It's a long video, maybe some guidance or is it really early on?
Another one departs from HG, doesn't seem on good terms/mood.
"Goodbye Hello. After 2 1/2 years being strapped to the NMS freight-train I'm off to go sit in the dark and push my thumbs into my eyes"
Even his side bar notes are "Dead-eyed code wonk. Previously: No Man's Sky @ Hello / Lionhead Incubation (RIP) "
Started actually playing it after barely touching it on release, and I'm not seeing what all the drama is about. It gets a bit repetitive, and gathering resources all the time is kind of lame, but that's the only real downside.
Flubbed marketing aside, I feel that the problems with NMS (and procedural generation in general) still stand out...
Sure you can explore the galaxy, but if its just something some computer spat out with no thought... so what? It's basically just staring at a shiny random number generator at that point.
“Do not lose time on daily trivialities. Do not dwell on petty detail. For all of these things melt away and drift apart within the obscure traffic of time. Live well and live broadly. You are alive and living now. Now is the envy of all of the dead.” ~ Emily3, World of Tomorrow
Words to live by.
That's great.
See a thousand more planets with rocky shores and the same flora and fauna with slightly different color palettes and it's not so intriguing anymore.
I've said it before, and I'll say it again. A purple eight legged fishdog may be different from a green six legged fishdog in a computer's eyes by a wide number of variables, but not so much in a human's.
The problem with procedural generation is always the fact that you start to see the underlying strands that are tying everything together. That really serves to suck the "discovery" out of things when you can see the exact same 1s and 0s tying everything together.
“Do not lose time on daily trivialities. Do not dwell on petty detail. For all of these things melt away and drift apart within the obscure traffic of time. Live well and live broadly. You are alive and living now. Now is the envy of all of the dead.” ~ Emily3, World of Tomorrow
Words to live by.
I still stand by my stance that its enjoyable for a sub £15 game. Any more than that and its not worth it.

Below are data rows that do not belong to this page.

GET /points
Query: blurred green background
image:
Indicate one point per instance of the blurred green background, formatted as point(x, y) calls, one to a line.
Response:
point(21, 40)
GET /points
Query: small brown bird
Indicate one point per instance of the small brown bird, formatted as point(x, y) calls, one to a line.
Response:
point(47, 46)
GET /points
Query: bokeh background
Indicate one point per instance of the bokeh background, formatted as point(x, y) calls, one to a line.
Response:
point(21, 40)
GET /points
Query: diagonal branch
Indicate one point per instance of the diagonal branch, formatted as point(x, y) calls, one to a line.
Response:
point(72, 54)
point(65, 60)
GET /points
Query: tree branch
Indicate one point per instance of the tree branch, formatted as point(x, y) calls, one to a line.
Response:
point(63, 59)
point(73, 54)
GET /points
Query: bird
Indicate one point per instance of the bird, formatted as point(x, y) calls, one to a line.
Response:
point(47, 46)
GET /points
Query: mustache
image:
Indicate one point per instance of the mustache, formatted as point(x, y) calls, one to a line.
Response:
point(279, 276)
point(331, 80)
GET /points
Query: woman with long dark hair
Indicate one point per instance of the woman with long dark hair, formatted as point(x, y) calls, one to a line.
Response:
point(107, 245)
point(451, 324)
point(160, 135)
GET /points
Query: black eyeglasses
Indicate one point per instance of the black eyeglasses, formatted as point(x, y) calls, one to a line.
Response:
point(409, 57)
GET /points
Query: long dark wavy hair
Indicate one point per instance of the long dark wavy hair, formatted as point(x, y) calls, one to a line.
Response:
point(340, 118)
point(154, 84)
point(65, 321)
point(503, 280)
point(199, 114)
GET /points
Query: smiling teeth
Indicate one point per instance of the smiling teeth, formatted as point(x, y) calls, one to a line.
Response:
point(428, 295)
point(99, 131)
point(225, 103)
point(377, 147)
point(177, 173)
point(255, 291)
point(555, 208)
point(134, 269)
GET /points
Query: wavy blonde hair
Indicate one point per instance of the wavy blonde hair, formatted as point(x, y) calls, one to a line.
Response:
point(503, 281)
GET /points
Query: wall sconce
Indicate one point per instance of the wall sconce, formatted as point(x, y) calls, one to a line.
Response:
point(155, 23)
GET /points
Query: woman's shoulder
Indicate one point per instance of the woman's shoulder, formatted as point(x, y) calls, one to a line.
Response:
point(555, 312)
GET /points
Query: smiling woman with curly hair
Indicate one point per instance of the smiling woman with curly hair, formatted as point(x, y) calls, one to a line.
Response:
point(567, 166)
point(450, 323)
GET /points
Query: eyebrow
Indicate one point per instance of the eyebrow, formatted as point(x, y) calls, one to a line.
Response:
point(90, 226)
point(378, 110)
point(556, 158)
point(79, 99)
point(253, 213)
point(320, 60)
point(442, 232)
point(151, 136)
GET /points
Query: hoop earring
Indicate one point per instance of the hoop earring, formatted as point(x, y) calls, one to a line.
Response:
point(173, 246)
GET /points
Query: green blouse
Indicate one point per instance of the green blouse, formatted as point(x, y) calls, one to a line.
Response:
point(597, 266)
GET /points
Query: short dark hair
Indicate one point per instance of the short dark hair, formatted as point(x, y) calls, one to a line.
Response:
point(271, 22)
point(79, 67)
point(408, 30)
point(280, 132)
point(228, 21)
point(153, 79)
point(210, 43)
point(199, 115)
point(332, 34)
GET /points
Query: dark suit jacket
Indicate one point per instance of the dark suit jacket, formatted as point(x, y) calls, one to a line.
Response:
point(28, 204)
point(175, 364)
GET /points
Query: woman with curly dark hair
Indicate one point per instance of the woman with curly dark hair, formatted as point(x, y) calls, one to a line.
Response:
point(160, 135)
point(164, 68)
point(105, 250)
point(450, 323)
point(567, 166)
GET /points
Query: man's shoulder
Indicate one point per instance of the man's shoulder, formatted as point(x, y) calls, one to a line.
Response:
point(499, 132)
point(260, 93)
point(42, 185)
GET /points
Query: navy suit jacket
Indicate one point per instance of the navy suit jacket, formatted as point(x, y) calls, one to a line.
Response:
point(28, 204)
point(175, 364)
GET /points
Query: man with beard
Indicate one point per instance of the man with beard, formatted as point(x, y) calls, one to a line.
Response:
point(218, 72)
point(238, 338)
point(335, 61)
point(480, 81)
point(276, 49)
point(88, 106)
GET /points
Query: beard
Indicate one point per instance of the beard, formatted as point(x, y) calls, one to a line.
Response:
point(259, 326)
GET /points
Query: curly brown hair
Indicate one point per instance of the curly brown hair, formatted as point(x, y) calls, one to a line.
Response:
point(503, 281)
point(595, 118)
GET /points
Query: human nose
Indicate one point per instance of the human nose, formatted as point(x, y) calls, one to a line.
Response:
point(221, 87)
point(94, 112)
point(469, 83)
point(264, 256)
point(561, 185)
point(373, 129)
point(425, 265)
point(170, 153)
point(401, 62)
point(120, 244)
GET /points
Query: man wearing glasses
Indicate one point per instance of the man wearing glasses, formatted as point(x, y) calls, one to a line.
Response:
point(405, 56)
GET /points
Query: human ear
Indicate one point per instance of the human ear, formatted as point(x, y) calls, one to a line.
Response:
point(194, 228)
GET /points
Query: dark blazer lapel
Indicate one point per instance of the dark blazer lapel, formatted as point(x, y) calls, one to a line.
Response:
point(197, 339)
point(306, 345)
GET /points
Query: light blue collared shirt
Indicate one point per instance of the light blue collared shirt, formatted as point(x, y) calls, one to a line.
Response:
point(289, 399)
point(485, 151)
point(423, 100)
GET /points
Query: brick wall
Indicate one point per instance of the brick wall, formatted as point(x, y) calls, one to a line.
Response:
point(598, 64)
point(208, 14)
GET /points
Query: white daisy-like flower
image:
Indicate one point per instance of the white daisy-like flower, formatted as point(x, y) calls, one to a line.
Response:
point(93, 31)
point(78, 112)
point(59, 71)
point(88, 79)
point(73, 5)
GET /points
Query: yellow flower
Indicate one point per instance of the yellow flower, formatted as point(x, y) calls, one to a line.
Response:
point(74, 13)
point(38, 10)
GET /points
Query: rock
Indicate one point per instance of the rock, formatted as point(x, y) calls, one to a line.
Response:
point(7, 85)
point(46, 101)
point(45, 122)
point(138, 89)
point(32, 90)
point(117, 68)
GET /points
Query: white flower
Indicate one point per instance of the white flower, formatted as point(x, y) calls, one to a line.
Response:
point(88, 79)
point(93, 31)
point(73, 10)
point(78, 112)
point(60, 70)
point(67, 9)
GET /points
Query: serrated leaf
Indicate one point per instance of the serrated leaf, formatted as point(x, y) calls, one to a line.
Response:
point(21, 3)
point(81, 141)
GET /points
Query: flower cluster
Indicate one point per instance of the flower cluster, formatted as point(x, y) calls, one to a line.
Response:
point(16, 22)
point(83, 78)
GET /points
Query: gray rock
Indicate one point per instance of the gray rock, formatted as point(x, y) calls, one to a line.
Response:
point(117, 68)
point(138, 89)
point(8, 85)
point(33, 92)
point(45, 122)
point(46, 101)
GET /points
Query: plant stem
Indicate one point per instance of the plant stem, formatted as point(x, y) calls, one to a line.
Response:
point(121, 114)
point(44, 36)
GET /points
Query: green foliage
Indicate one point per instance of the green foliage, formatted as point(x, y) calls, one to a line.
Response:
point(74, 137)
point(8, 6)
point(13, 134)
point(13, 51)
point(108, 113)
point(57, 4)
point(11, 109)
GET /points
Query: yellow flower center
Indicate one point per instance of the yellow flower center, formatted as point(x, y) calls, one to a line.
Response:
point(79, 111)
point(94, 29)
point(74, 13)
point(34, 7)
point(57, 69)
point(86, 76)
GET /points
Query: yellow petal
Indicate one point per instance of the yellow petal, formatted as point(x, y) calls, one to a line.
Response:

And I stand by mine that it's worth nothing and is on par with games such as Big Rigs and Plumbers Don't Wear Ties kind of bad. LJN made better games in the 80s and they were notorious for the really poor quality of games. Especially franchise ones.
- - - Updated - - -
777 in a 24 hour peak on Steam Charts.
Steamspy:
Subnautica - Owners: 1,240,952 ± 31,765 - source http://steamspy.com/app/264710
No Man's Sky - Owners: 824,457 ± 25,906 - source: http://steamspy.com/app/275850
Subnautica wins again. Sorry buddy, but Subnautica is a superior game when compared to No Man's Sky and maaany will agree on that
Wherever I hear or see people wanting to try No Man's Sky I immediately suggest them Subnautica and later I hear that Subnautica is amazing and it is.
Wins in what?
Look at the playtime total - players play subnautica less than nms on average. Means lots of people just bought it because someone recommended it - and never played it and never refunded. NMS was refunded a lot and it shows.
In the end NMS earned more money thanks to the price tag.
Statistics is funny like that.
All right, gentleperchildren, let's review. The year is 2024 - that's two-zero-two-four, as in the 21st Century's perfect vision - and I am sorry to say the world has become a pussy-whipped, Brady Bunch version of itself, run by a bunch of still-masked clots ridden infertile senile sissies who want the Last Ukrainian to die so they can get on with the War on China, with some middle-eastern genocide on the side
Welp, here's your chance to work for HG
Surprised it's not posted on HGs tweets, but is on SMs instead.